Aim: Evaluation of solid lipid nanoparticles (SLNs) for ocular delivery of isoniazid (INH).
Materials & methods: INH-SLNs were characterized for morphological, thermal, crystalline and nuclear magnetic resonance properties. In vitro release and ex vivo corneal permeability of INH-SLNs was also evaluated. Proof-of-concept uptake studies were performed in corneal and conjunctival cell lines and in vivo in rat eye using fluorescein-labeled SLNs. Antimycobacterial activity of INH-SLNs was confirmed. In vivo aqueous humor pharmacokinetics, toxicity and tolerance was performed in rabbit/rat eye.
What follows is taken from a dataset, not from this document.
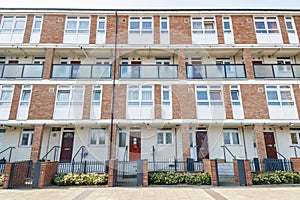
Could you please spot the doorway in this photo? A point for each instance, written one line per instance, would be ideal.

Results: INH-SLNs showed extended release (48 h), enhanced corneal permeability (1.6-times), five-times lower MIC, significant in vitro and in vivo uptake of fluorescein-labeled SLNs, 4.2-times ocular bioavailability (area under the curve) and in vivo acute and repeat dose safety.
Conclusion: INH-SLNs are an effective ocular delivery system.
Keywords: ocular toxicity; release; cellular uptake; corneal permeability; cytotoxicity; microemulsification; minimum inhibitory concentration; ocular tissue uptake; ocular tuberculosis; stability studies.